Section III. Societal Attitudes
The generally amicable relationship among religions in society contributed to religious freedom; however, there were occasional reports of minor tensions between religious faiths mainly attributable to economic rivalries rather than religious affiliation. Relations among the various religious communities generally are amicable, and there is little evidence of societal discrimination or violence against religious minorities. The press, which the Government tightly controls, generally is careful to avoid publishing anti-Semitic remarks in their anti-Israeli articles; however, there were reports of anti-Semitic articles in previous years. During the period covered by this report, a Syrian production company created an anti-Semitic program and filmed it inside the country. The theme of this program centered on the alleged conspiracy of the "Elders of Zion" to orchestrate both world wars and manipulate world markets to create Israel. The show was not aired in the country but was shown elsewhere. There were occasional reports of friction between religious faiths, which may be related to deteriorating economic conditions and internal political issues. Specifically, in 2003 there were reports of minor incidents of harassment and property damage against Jews in Damascus perpetrated by individuals not associated with the Government. According to local sources, these incidents were in reaction to Israeli actions against Palestinians.

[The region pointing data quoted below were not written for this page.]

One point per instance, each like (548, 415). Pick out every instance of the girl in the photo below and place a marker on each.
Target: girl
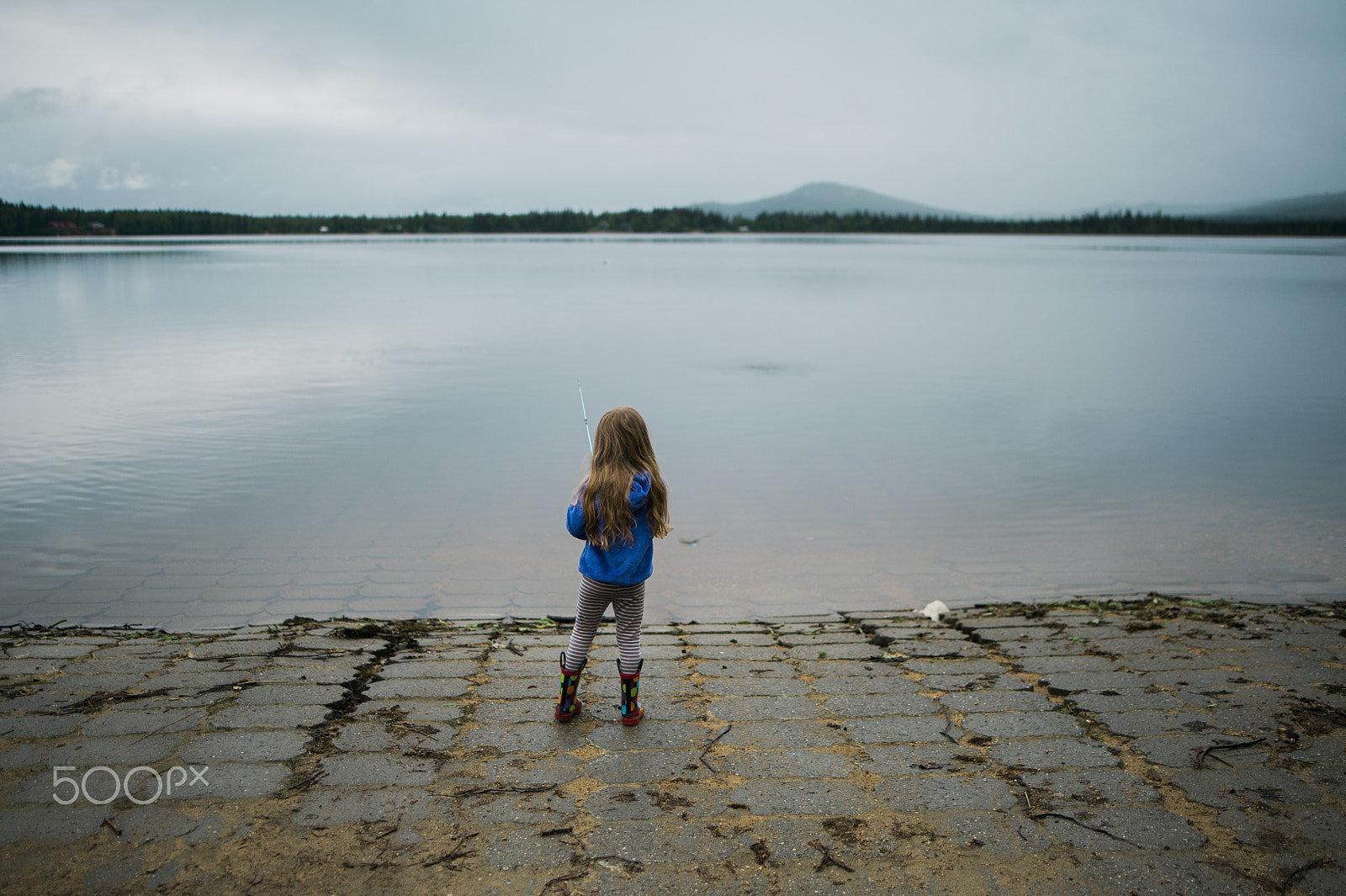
(618, 510)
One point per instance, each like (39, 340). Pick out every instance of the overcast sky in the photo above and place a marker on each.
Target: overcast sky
(995, 108)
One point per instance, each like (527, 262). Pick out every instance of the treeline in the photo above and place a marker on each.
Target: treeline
(19, 220)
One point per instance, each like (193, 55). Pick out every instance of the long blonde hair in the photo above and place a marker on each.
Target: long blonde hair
(621, 451)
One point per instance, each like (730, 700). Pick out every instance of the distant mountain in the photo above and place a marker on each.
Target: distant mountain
(819, 198)
(1323, 206)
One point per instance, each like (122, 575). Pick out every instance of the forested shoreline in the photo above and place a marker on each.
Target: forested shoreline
(20, 220)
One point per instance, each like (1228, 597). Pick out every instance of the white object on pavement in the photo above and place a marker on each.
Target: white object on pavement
(935, 610)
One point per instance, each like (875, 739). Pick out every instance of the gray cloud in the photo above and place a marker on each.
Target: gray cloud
(987, 107)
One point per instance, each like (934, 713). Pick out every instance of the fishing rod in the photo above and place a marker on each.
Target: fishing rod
(586, 416)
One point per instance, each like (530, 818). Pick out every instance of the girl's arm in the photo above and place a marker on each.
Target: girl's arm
(575, 521)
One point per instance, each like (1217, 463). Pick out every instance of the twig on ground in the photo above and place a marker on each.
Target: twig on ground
(560, 880)
(455, 853)
(828, 859)
(1072, 819)
(1302, 869)
(96, 701)
(1205, 751)
(199, 709)
(702, 758)
(501, 788)
(948, 724)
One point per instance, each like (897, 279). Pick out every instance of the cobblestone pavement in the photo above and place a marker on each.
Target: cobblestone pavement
(1147, 745)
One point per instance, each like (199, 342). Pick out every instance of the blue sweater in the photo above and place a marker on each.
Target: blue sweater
(621, 564)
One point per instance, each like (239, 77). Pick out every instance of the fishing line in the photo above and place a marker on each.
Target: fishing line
(586, 416)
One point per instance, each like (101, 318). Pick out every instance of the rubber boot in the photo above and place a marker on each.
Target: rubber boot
(569, 707)
(632, 711)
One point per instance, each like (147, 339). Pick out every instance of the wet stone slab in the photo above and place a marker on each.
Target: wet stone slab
(946, 793)
(905, 752)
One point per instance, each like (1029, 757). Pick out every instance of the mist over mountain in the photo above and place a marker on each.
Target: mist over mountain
(838, 198)
(841, 199)
(1322, 206)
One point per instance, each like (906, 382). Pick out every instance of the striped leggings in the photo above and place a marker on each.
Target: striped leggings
(628, 607)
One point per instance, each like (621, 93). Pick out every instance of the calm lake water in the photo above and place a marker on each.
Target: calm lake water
(205, 433)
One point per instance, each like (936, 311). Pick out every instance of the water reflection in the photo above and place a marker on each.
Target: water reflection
(208, 432)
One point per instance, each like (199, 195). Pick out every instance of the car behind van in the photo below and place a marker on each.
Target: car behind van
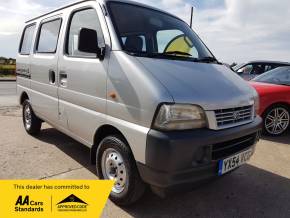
(141, 90)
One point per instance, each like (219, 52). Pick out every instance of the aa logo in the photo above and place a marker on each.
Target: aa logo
(25, 204)
(72, 203)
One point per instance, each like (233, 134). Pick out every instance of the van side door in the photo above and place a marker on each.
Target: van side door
(24, 57)
(44, 70)
(82, 85)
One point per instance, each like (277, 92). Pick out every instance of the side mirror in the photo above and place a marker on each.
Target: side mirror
(88, 42)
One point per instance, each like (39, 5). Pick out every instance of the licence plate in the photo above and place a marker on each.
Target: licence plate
(234, 162)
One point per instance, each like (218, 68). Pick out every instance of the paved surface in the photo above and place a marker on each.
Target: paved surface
(7, 88)
(258, 189)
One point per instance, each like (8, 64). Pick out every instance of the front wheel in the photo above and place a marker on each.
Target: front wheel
(276, 120)
(115, 162)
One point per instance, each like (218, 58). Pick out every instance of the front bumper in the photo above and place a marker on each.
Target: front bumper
(174, 159)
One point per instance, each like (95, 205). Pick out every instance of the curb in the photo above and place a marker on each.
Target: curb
(7, 80)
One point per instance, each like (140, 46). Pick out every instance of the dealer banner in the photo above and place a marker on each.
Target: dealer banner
(53, 199)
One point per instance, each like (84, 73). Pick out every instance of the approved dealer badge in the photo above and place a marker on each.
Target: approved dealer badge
(53, 199)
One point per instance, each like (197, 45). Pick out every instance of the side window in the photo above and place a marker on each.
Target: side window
(175, 40)
(27, 38)
(258, 69)
(48, 36)
(87, 18)
(134, 43)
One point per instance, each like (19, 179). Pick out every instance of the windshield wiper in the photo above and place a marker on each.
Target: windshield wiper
(177, 53)
(209, 60)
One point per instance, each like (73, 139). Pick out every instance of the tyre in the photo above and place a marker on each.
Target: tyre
(31, 122)
(115, 161)
(276, 120)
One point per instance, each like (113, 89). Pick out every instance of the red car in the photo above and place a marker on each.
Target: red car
(274, 90)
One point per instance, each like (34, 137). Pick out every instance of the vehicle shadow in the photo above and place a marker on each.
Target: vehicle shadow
(69, 146)
(247, 192)
(285, 139)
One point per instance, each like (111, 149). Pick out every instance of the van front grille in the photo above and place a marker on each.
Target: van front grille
(233, 116)
(226, 149)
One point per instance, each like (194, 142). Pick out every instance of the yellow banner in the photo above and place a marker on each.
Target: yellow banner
(53, 199)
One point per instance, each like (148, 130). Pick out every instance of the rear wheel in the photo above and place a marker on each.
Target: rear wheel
(115, 162)
(31, 122)
(276, 120)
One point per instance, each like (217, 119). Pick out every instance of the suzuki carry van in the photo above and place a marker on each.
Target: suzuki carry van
(141, 90)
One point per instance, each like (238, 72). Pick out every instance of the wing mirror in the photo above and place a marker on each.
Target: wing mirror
(88, 42)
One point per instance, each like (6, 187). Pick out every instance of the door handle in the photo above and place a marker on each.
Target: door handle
(51, 77)
(62, 79)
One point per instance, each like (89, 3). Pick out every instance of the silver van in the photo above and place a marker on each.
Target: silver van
(141, 90)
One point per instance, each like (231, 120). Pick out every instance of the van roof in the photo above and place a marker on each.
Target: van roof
(79, 2)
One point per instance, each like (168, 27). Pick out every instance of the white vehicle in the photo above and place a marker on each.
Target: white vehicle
(139, 87)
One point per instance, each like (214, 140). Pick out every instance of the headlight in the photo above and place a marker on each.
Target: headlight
(180, 117)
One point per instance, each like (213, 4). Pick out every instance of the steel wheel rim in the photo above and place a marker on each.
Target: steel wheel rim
(277, 121)
(113, 168)
(27, 117)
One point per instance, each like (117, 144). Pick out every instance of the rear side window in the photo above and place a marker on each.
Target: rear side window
(26, 42)
(48, 36)
(87, 18)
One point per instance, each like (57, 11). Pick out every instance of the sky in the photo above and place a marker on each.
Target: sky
(234, 30)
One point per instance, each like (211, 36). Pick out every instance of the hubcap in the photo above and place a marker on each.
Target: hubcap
(27, 117)
(113, 168)
(277, 121)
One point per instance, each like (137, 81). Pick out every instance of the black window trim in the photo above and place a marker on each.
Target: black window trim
(72, 13)
(22, 38)
(47, 20)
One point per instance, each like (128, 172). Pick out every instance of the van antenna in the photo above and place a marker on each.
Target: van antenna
(191, 17)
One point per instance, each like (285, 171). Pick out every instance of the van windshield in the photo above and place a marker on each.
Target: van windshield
(150, 33)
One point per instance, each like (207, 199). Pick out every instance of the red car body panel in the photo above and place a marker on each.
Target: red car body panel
(271, 94)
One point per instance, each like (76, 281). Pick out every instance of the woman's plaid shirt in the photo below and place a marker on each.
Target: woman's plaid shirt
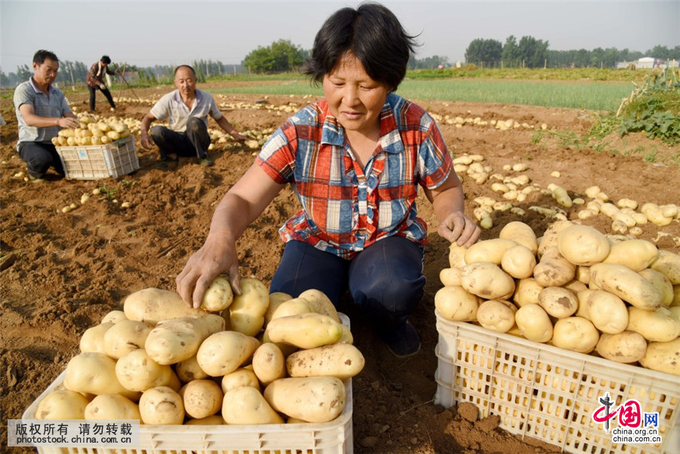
(346, 208)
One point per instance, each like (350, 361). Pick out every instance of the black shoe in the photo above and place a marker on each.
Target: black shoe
(405, 342)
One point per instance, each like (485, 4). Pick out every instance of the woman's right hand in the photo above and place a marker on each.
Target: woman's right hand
(210, 261)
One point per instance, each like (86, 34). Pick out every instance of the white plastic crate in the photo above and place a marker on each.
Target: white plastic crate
(94, 162)
(550, 394)
(333, 437)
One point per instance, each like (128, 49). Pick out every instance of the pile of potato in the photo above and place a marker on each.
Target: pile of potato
(92, 132)
(573, 288)
(252, 358)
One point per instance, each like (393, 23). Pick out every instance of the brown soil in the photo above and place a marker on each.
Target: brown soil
(68, 270)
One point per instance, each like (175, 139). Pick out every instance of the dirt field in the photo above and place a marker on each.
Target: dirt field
(69, 270)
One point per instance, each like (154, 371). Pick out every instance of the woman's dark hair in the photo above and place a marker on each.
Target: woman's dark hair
(42, 55)
(373, 34)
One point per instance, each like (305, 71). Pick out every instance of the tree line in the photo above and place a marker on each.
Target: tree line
(530, 52)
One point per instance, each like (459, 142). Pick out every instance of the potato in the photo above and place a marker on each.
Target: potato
(549, 238)
(94, 373)
(558, 302)
(275, 300)
(450, 276)
(582, 245)
(62, 404)
(534, 323)
(161, 405)
(269, 363)
(125, 336)
(662, 284)
(488, 251)
(201, 398)
(624, 347)
(663, 357)
(520, 233)
(626, 284)
(92, 339)
(219, 295)
(305, 330)
(635, 254)
(189, 370)
(608, 312)
(518, 262)
(668, 263)
(456, 303)
(246, 405)
(225, 351)
(320, 303)
(247, 311)
(214, 420)
(659, 325)
(240, 377)
(496, 315)
(457, 256)
(526, 291)
(576, 334)
(487, 280)
(294, 306)
(112, 406)
(114, 316)
(313, 399)
(152, 305)
(177, 339)
(553, 270)
(136, 371)
(336, 360)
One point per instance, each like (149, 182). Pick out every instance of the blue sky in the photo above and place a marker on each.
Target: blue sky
(173, 32)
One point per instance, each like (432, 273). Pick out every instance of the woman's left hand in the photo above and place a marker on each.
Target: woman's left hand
(459, 229)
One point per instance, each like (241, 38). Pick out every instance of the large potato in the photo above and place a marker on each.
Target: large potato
(520, 233)
(305, 330)
(201, 398)
(137, 371)
(269, 363)
(219, 295)
(177, 339)
(626, 284)
(534, 323)
(663, 357)
(496, 315)
(151, 305)
(456, 303)
(125, 336)
(576, 334)
(336, 360)
(624, 347)
(636, 254)
(225, 351)
(487, 280)
(112, 406)
(62, 404)
(161, 405)
(94, 373)
(558, 302)
(668, 263)
(582, 245)
(313, 399)
(247, 311)
(608, 312)
(488, 251)
(519, 262)
(246, 405)
(659, 325)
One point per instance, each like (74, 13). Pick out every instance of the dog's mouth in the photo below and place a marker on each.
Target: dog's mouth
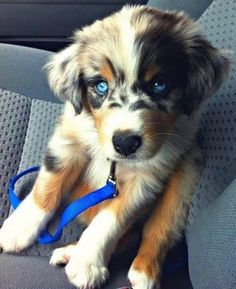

In March 2003, the usually moderate Grand Mufti issued a statement urging Muslims to use all available methods (including martyrdom) to defeat the US/UK/Zionist "aggression." He declared it was compulsory for every Muslim, female and male, to resist invaders, and that all those close to Iraq should defend it and the Iraqi people. During the period covered by this report, there were no similar statements made by the Grand Mufti.
Although no law prohibits religious denominations from proselytizing, the Government is sensitive to complaints by religious groups of aggressive proselytizing by other groups and has intervened when such activities threatened the relations among religions. Societal conventions make conversions relatively rare, especially Muslim-to-Christian conversions. In many cases, societal pressure forces those who undertake such conversions to relocate within the country or leave the country to practice their new religion openly.
Section IV. U.S. Government Policy
The U.S. Government discusses religious freedom issues with the Government as part of its overall policy to promote human rights. The U.S. Ambassador and other Embassy officials meet routinely with religious leaders and adherents of almost all denominations at the national, regional, and local levels. In meetings between Embassy staff and government officials, and also during high-level visits, U.S. officials regularly emphasize the importance of freedom of religion.
U.S. Embassy officials continued to remain sensitive to any change in the degree of religious freedom in the country.